Ella turned toward Xandros before anyone else could speak. Her voice stayed calm, but there was steel under it, the kind that came from someone who had already survived gods and abductions and still chose kindness anyway. “She's right, Commander, can't you give her some reassurance?”

Xandros studied her for a long moment, then looked at me. A slow, wary smile curved his mouth, the kind of smile a predator gives when it decides the prey might be useful. "You're just going to have to trust me."

I snorted. Trust was the last thing in the universe I could afford.

“You will receive guest quarters,” he repeated. “But let’s be clear.” His gaze flicked to me. “You’ll be treated as guests… with shadows. My people will be watching. Closely. One wrong move, one attempt to reach your ship or your weapons, and the hospitality ends.”

I lifted my chin. He was right. I did have to trust him. For now. “I’d expect nothing less from an empire that likes to own everything it touches.”

Ashley snorted softly behind him, clearly amused. Xandros only inclined his head, the smile never reaching his eyes. “Smart female.”

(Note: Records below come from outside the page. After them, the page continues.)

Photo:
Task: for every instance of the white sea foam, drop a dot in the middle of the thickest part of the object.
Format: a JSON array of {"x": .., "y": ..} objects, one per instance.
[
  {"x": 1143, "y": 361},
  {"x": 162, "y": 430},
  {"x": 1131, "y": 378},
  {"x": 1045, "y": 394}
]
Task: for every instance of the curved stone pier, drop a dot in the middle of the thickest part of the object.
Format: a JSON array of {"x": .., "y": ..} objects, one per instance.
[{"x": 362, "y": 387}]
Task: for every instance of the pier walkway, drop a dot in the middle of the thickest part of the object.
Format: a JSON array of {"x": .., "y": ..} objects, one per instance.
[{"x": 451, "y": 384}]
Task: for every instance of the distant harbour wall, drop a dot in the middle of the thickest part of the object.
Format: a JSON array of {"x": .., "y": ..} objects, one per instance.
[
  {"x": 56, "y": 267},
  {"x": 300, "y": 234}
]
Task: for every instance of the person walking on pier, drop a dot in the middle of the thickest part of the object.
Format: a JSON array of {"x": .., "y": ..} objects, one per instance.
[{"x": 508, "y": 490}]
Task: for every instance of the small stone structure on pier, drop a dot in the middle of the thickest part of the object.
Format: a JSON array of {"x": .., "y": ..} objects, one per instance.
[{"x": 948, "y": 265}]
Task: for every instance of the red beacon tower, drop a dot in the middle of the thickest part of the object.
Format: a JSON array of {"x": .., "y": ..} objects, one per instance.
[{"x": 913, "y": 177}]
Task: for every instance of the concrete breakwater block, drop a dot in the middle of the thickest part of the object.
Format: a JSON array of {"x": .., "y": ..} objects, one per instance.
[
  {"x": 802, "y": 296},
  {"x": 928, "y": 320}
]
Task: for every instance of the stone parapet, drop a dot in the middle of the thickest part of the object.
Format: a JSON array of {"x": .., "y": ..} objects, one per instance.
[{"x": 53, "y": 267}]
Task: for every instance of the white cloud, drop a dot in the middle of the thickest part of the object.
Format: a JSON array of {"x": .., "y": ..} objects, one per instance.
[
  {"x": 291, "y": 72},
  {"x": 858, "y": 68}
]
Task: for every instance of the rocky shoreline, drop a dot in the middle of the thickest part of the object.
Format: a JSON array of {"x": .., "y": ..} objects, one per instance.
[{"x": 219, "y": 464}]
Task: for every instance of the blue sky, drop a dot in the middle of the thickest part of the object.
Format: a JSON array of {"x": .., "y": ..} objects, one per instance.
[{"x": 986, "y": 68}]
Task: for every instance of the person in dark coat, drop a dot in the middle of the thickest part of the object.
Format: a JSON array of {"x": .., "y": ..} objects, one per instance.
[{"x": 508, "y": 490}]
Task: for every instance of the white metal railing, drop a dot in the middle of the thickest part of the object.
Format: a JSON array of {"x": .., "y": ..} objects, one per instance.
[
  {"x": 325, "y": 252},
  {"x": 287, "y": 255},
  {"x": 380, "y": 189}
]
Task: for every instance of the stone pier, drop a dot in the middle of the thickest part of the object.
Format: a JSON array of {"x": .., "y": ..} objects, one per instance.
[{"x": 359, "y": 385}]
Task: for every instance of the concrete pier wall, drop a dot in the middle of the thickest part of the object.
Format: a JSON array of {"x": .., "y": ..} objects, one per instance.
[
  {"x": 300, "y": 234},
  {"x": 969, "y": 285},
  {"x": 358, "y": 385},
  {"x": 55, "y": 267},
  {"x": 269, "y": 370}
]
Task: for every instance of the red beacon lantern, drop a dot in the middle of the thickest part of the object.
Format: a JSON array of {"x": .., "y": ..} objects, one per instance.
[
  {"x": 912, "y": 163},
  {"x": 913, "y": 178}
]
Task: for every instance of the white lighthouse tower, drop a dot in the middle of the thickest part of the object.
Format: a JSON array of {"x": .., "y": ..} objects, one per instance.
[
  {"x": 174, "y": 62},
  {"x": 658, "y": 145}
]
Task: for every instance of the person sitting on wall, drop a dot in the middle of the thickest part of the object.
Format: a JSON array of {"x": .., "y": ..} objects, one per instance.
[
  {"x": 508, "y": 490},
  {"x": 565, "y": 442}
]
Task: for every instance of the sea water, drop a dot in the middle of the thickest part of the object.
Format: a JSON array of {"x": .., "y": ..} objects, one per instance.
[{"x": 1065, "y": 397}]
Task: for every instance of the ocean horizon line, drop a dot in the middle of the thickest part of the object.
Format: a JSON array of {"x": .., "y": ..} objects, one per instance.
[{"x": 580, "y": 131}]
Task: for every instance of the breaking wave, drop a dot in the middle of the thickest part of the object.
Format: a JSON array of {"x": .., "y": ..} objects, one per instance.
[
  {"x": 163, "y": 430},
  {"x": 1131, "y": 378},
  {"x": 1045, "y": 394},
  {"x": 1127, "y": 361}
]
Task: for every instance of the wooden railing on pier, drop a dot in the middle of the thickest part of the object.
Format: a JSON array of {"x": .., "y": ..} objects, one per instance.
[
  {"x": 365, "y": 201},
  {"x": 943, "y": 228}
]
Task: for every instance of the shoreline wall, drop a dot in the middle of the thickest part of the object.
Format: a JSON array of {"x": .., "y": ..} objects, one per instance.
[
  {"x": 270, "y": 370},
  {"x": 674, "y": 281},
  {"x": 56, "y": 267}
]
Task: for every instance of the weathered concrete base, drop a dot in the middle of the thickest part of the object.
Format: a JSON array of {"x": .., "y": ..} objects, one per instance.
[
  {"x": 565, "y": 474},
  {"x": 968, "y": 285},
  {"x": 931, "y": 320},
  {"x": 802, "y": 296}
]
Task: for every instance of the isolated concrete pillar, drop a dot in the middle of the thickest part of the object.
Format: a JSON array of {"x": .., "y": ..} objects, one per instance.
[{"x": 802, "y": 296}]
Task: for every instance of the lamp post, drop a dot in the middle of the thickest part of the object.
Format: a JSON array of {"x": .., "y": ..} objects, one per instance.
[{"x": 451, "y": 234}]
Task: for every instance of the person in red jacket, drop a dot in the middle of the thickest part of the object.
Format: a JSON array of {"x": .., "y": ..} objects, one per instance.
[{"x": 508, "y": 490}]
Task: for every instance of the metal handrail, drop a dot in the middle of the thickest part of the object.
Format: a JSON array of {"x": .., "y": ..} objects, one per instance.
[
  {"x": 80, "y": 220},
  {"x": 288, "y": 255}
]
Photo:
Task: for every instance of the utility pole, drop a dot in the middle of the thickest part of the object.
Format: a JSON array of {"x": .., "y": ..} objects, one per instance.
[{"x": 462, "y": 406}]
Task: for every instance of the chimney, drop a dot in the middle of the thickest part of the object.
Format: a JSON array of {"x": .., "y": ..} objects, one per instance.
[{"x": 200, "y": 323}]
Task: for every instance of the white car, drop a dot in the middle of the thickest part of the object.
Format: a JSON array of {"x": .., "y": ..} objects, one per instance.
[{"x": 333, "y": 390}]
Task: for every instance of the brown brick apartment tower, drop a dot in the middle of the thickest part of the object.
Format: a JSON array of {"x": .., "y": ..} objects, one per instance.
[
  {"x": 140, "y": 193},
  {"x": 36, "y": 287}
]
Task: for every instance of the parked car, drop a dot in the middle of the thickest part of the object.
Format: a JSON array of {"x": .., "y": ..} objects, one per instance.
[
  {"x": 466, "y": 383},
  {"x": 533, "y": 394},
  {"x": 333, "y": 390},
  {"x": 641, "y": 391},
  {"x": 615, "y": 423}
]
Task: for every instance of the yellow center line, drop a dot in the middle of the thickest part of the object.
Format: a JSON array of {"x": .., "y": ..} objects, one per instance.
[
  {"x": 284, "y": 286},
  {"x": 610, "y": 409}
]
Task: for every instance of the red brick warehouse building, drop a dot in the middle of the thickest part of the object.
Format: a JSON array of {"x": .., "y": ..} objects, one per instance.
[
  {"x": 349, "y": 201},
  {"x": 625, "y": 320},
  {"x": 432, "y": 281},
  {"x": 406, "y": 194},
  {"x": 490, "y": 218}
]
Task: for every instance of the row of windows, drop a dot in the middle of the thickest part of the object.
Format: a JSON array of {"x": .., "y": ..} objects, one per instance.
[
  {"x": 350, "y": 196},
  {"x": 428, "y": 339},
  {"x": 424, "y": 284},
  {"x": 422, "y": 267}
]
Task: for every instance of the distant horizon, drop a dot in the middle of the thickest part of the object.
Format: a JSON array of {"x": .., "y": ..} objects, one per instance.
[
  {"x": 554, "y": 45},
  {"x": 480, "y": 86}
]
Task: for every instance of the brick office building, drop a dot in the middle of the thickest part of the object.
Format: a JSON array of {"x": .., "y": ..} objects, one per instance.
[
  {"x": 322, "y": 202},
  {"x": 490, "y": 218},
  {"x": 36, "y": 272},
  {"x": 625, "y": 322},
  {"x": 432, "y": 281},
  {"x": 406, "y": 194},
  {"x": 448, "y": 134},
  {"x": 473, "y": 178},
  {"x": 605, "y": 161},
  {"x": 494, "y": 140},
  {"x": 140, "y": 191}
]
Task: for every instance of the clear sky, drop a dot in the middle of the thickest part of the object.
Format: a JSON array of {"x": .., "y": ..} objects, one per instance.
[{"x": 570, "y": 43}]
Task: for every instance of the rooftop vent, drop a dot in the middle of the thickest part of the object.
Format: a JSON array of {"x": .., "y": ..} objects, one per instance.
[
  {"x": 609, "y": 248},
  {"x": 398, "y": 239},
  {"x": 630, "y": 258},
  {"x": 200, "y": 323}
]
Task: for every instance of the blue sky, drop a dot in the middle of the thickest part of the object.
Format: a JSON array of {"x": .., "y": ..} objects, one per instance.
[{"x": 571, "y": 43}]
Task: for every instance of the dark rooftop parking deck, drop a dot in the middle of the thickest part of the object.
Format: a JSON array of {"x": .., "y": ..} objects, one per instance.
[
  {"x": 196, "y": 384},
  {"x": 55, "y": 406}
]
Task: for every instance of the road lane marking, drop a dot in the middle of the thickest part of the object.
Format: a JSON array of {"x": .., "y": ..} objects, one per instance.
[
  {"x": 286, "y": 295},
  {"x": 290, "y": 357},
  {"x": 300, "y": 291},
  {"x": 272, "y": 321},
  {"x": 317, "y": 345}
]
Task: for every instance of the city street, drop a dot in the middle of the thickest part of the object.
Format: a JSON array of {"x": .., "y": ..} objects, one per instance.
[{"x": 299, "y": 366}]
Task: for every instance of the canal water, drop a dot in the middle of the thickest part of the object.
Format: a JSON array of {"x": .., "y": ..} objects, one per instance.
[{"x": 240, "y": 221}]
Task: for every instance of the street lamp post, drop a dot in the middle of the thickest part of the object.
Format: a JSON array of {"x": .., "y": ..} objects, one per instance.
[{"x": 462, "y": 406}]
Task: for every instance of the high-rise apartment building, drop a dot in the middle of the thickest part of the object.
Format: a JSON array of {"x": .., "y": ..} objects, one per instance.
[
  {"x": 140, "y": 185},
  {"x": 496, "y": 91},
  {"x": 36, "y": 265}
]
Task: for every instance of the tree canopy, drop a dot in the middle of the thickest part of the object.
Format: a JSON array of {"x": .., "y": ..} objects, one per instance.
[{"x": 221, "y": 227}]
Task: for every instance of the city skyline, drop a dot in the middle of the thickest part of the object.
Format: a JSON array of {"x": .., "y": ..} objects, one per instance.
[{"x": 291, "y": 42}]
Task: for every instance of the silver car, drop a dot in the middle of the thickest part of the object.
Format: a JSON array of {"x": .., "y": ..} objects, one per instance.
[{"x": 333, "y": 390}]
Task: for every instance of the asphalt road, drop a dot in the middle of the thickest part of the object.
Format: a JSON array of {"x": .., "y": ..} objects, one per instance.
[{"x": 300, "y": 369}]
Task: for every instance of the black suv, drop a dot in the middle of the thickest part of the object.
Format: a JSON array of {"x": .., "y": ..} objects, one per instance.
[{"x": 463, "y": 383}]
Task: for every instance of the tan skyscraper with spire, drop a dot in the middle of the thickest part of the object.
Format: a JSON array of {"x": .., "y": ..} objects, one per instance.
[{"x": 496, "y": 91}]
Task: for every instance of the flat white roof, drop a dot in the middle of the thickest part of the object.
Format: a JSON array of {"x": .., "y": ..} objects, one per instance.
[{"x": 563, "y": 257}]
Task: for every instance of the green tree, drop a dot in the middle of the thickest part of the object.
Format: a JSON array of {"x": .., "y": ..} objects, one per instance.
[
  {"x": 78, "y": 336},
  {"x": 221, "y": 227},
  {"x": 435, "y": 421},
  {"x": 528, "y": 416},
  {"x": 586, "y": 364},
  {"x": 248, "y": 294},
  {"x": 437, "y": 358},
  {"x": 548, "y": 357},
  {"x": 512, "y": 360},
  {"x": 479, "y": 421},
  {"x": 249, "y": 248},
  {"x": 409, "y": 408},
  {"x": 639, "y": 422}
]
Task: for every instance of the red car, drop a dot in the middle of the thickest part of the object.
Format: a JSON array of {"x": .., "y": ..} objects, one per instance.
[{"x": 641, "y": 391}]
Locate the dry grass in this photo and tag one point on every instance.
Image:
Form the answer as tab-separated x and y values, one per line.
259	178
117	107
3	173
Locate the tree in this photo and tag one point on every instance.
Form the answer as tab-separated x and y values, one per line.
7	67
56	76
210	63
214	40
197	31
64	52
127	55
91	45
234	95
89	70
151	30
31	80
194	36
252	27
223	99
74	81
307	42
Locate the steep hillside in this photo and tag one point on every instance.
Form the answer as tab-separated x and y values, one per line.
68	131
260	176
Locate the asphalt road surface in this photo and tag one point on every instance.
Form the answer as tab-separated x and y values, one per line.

I stepped forward slowly, testing the freedom, every muscle coiled. Thyros fell into step beside me, while two of Xandros’ security officers fell in behind me as we left the holding block. The others stayed behind.

The corridor narrowed, creating a funnel in case prisoners escaped. The walls pressed close enough that Thyros’ shoulder brushed mine with every step. The bond roared to life.

Heat slammed through me so violently, my next breath caught.

My blood rushed through me like an electrical current.

Fire bloomed in my belly. I felt him—felt him—like a phantom hand sliding down my spine, cupping my ass, spreading me open.

A memory that wasn’t a memory flashed behind my eyes: his big body pinning me to the wall, his cock buried deep while I screamed his name in a language older than the stars.

The moment was so vivid, I stumbled. Thyros’ hand shot out, steadying me at the elbow. The second his skin touched mine, the bond surged hotter. My core clenched hard around nothing. A low, desperate sound tried to climb up my throat, and I bit it back.

Suddenly, the ship shuddered.

Lights flickered. A low alarm pulsed once. The deck plating groaned as a power fluctuation ripped through the lower levels. The two guards cursed and sprinted ahead toward the junction panel.

“Stay here!” one shouted. “We’ll have it fixed in thirty seconds.”

The emergency bulkhead slammed down behind them with a heavy clang, sealing the narrow funnel. Trapping Thyros and me alone.

Ten feet of dim corridor. No doors. No cameras.

Just the two of us and the bond that had been clawing at us since the moment our eyes met in the cell.

My back hit the wall before I realized I’d moved.

Thyros was on me in the next heartbeat, one hand braced beside my head, the other hovering an inch from my waist like he didn’t trust himself to touch me.

Our breathing filled the tight space, ragged, too loud.